Cumhurbaşkanlığı Hukuk Politikaları Kurulu Başkanvekili Mehmet Uçum, Anayasa Mahkemesi'nin (AYM) bireysel başvurularda verdiği kararlar sonucu çıkan sorunlara dair bazı tespitleri AA Analiz için kaleme aldı.

***

AYM, 23 Eylül 2012'den itibaren bireysel başvuruları incelemeye başladı. 11 yılı aşan uygulamada AYM’nin ihlal kararları birçok tartışmaya sebep oldu. Bu sürede, AYM’nin kendisini Anayasa ve ilgili kanunların hükümlerine aykırı olarak sanki Yargıtay’ın ve Danıştay’ın üstündeymiş gibi konumlandıran kararları, AYM ile diğer yüksek mahkemeler arasında çok sayıda çekişme doğurdu. Özellikle son 5 ila 6 yılda Yargıtay ve Danıştay ile AYM arasında giderek yoğunlaşan bir uyumsuzluk ortaya çıktı. Öyle ki AYM’nin pozitif hukuka aykırı birçok ihlal kararı ilgili mahkemeler ve daireler tarafından uygun bulunmuyor, bu kararlara uyulmuyor. Yargıtay ve Danıştay Başkanları son yıllardaki adli yıl açılışlarında AYM’den kaynaklanan sorunları her seferinde daha yüksek sesle dile getirmeye başladı. Artık bu sorunlar yüksek mahkemelerin kararları üzerinden çözülecek aşamayı geçti. AYM’nin ürettiği bu sorunları en azından geçici olarak çözmek için yasal düzenleme yapmak kaçınılmaz hale geldi. Nihai olarak ise yeni anayasada AYM’nin yapısını bireysel başvurulara uygun hale getirmek ve bireysel başvuru kararlarının niteliğini ve etkisini anayasal seviyede düzenlemek kalıcı çözüm olarak gözüküyor.

Öne çıkan bazı sorunlar

1. AYM kararlarının bağlayıcı olduğuna ilişkin Anayasa hükmünün çarpıtılması

Bazı çevrelerce Anayasa’nın 153. maddesinde yer alan "Anayasa Mahkemesi kararları Resmi Gazete’de hemen yayımlanır ve yasama, yürütme ve yargı organlarını, idare makamlarını, gerçek ve tüzel kişileri bağlar” hükmünün bireysel başvuru sonucu verilen ihlal kararları da dahil olmak üzere AYM’nin tüm kararlarını kapsadığı ileri sürülmektedir.

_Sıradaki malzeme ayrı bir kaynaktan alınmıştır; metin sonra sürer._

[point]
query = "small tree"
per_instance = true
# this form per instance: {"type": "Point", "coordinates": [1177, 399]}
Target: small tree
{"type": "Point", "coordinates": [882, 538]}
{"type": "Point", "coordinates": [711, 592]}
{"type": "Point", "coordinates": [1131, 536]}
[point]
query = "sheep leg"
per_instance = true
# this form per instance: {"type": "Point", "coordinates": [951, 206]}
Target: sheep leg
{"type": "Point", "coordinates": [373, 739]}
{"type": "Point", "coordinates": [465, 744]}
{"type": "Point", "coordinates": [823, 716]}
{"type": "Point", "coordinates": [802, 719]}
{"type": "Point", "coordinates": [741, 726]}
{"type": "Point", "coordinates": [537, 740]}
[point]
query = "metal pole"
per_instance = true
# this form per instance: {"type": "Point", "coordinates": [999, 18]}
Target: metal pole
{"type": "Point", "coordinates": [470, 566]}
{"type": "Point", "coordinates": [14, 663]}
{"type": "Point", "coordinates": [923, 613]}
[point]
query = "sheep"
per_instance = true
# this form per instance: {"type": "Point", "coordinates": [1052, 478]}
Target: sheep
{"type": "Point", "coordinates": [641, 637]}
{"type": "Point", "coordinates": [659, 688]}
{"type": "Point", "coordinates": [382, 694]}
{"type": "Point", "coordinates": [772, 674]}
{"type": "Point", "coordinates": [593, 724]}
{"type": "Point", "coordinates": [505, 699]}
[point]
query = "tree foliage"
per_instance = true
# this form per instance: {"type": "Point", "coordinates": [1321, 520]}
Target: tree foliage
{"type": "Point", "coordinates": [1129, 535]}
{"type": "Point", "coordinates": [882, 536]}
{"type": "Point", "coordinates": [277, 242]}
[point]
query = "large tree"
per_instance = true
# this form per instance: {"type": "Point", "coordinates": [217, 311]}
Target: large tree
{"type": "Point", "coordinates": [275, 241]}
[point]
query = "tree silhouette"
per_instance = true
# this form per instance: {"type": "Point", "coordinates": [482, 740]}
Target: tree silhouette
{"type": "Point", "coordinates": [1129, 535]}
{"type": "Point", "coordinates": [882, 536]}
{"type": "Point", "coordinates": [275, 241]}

AYM kararlarının kesinliği ile “tüm erkleri bağlaması” kavramları arasında ayrım vardır. Bu noktada netleştirilmesi gereken husus, AYM kararlarının hangisinin tüm erkleri bağlayıcı olduğudur.

AYM'nin görev ve yetkilerini düzenleyen Anayasa hükümlerinde, AYM'nin bireysel başvuru kararlarının yasama, yürütme ve yargı organlarını bağlayacağına dair ayrı bir düzenleme de yoktur.

Elbette ki Anayasa’nın 138. maddesine göre yasama ve yürütme organları ile idarelerin mahkeme kararlarına uymak zorunda oldukları açıktır. Dikkat edilirse bu maddede yargı organlarına yönelik bir düzenleme yer almaz. AYM'nin bireysel başvuru üzerine verdiği kararlarının kesin olması başka bir şeydir. Tüm erkler bakımından bağlayıcı AYM kararlarının olması ise tamamen farklı bir şeydir. Bireysel başvuru kararları tüm erkler bakımından bağlayıcılık kapsamında değildir.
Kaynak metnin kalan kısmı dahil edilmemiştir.